[Bridge] [RFC net-next v3 06/10] net: bridge: mrp: switchdev: Extend switchdev API to offload MRP

Tue Jan 28 09:58:23 UTC 2020

On 27.01.2020 15:39, Jürgen Lambrecht wrote:
>EXTERNAL EMAIL: Do not click links or open attachments unless you know the content is safe
>
>On 1/27/20 1:27 PM, Allan W. Nielsen wrote:
>> Hi Jürgen,
>>
>> On 27.01.2020 12:29, Jürgen Lambrecht wrote:
>>> EXTERNAL EMAIL: Do not click links or open attachments unless you know the content is safe
>>>
>>> On 1/26/20 4:59 PM, Andrew Lunn wrote:
>>>> Given the design of the protocol, if the hardware decides the OS etc
>>>> is dead, it should stop sending MRP_TEST frames and unblock the ports.
>>>> If then becomes a 'dumb switch', and for a short time there will be a
>>>> broadcast storm. Hopefully one of the other nodes will then take over
>>>> the role and block a port.
>This can probably be a configuration option in the hardware, how to fall-back.
>>
>>> In my experience a closed loop should never happen. It can make
>>> software crash and give other problems.  An other node should first
>>> take over before unblocking the ring ports. (If this is possible - I
>>> only follow this discussion halfly)
>>>
>>> What is your opinion?
>> Having loops in the network is never a good thing - but to be honest, I
>> think it is more important that we ensure the design can survive and
>> recover from loops.
>Indeed
>>
>> With the current design, it will be really hard to void loops when the
>> network boot. MRP will actually start with the ports blocked, but they
>> will be unblocked in the period from when the bridge is created and
>> until MRP is enabled. If we want to change this (which I'm not too keen
>> on), then we need to be able to block the ports while the bridge is
>> down.
>Our ring network is part of a bigger network.
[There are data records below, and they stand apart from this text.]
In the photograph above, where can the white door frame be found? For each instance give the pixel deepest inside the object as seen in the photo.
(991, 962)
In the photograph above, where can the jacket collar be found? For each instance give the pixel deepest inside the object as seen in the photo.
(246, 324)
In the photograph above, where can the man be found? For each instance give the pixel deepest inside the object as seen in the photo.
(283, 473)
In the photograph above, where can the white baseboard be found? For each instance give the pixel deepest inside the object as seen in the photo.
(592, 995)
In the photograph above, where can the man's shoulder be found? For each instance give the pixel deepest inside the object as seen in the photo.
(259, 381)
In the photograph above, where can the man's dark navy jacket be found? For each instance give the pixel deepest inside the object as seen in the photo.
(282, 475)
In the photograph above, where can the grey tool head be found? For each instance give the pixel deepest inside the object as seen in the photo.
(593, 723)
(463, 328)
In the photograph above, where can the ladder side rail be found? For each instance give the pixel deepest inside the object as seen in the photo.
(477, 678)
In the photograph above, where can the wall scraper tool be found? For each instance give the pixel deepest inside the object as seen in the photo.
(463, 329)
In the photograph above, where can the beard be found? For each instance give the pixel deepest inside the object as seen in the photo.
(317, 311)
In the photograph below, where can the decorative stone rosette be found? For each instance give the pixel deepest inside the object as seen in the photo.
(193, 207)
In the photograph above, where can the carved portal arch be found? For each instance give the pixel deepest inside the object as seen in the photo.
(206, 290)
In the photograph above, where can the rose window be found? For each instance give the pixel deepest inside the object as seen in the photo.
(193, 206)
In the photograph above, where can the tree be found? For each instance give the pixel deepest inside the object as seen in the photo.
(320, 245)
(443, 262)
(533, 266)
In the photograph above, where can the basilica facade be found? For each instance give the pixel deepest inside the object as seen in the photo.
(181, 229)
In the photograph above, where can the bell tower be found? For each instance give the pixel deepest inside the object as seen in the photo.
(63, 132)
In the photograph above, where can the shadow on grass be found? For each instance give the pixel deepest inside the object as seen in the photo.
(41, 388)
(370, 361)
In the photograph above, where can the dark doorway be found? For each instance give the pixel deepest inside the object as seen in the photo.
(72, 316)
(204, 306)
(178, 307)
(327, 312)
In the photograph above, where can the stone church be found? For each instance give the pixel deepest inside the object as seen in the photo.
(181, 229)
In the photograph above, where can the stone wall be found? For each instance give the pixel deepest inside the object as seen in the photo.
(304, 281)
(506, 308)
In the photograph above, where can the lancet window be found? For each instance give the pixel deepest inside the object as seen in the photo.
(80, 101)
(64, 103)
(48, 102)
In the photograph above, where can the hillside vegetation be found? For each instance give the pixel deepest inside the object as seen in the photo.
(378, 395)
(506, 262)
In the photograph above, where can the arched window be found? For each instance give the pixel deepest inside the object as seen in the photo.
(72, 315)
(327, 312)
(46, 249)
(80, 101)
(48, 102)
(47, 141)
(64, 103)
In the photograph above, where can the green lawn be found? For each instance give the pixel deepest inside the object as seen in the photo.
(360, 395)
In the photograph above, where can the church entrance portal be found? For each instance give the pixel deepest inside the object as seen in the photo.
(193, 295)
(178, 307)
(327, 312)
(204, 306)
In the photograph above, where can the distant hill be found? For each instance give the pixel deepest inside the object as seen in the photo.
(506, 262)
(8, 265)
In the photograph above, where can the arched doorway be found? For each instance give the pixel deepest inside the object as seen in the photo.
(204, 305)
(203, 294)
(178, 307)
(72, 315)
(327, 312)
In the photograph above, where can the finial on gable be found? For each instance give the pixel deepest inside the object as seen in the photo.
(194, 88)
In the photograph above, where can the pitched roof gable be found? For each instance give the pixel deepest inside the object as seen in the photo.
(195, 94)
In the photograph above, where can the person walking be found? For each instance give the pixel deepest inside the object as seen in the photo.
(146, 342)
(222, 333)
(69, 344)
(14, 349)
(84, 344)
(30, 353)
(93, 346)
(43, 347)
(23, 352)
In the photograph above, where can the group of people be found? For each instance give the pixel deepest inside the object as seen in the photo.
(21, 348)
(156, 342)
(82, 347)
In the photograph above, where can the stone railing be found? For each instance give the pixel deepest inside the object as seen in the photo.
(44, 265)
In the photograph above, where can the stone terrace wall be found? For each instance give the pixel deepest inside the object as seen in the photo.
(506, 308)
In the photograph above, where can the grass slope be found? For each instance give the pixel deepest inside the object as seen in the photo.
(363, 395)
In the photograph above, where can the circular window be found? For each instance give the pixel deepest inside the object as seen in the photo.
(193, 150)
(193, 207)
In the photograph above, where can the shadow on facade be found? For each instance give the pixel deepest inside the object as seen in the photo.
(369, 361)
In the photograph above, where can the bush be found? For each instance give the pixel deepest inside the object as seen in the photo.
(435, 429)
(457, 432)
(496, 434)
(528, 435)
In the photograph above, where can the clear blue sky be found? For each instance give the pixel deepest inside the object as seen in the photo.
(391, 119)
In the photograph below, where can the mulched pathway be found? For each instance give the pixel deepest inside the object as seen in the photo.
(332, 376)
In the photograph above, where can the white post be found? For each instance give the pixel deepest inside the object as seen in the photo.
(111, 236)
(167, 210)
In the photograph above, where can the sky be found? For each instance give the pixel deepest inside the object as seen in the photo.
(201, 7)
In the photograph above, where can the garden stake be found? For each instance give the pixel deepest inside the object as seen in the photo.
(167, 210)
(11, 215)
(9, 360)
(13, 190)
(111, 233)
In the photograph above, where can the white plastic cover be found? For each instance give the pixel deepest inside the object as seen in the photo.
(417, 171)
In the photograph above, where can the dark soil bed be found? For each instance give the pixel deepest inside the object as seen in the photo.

Loops are really not allowed.
That is understood, and should be avoided. But I assume that switches
which crashes is not allowed either ;-)

We will consider if we somehow can block the ports before/after a
user-space protocol kicks in. I can not promise anything, but we will
see what can be done.

>> And even if we do this, then we can not guarantee to avoid loops. Lets
>> assume we have a small ring with just 2 nodes: a MRM and a MRC. Lets
>> assume the MRM boots first. It will unblock both ports as the ring is
>> open. Now the MRC boots, and make the ring closed, and create a loop.
>> This will take some time (milliseconds) before the MRM notice this and
>> block one of the ports.
>In my view there is a bring-up and tear-down module needed. I don't
>know if it should be part of MRP or not? Probably not, so something on
>top of the mrp daemon.
If we need this kind of policies, then I agree it should be on top of or
out-side the user-space MRP daemon.

>> But while we are at this topic, we need to add some functionality to
>> the user-space application such that it can set the priority of the MRP
>> frames. We will get that fixed.
>Indeed! In my old design I had to give high priority, else the loop was
>wrongly closed at high network load.
Yes, I'm not surprised to hear that.

>I guess you mean the priority in the VLAN header?
>I think to remember one talked about the bride code being VLAN-agnostic.
Yes, if it has a VLAN header (which is optional). But even without the
VLAN header these frames needs to be classified to a high priority
queue.

>>> (FYI: I made that mistake once doing a proof-of-concept ring design:
>>> during testing, when a "broken" Ethernet cable was "fixed" I had for a
>>> short time a loop, and then it happened often that that port of the
>>> (Marvell 88E6063) switch was blocked.  (To unblock, only solution was
>>> to bring that port down and up again, and then all "lost" packets came
>>> out in a burst.) That problem was caused by flow control (with pause
>>> frames), and disabling flow control fixed it, but flow-control is
>>> default on as far as I know.)
>> I see. It could be fun to see if what we have proposed so far will with
>> with such a switch.
>
>Depending on the projects I could work on it later this year (or only next year or not..)
Sounds good - no hurry.

/Allan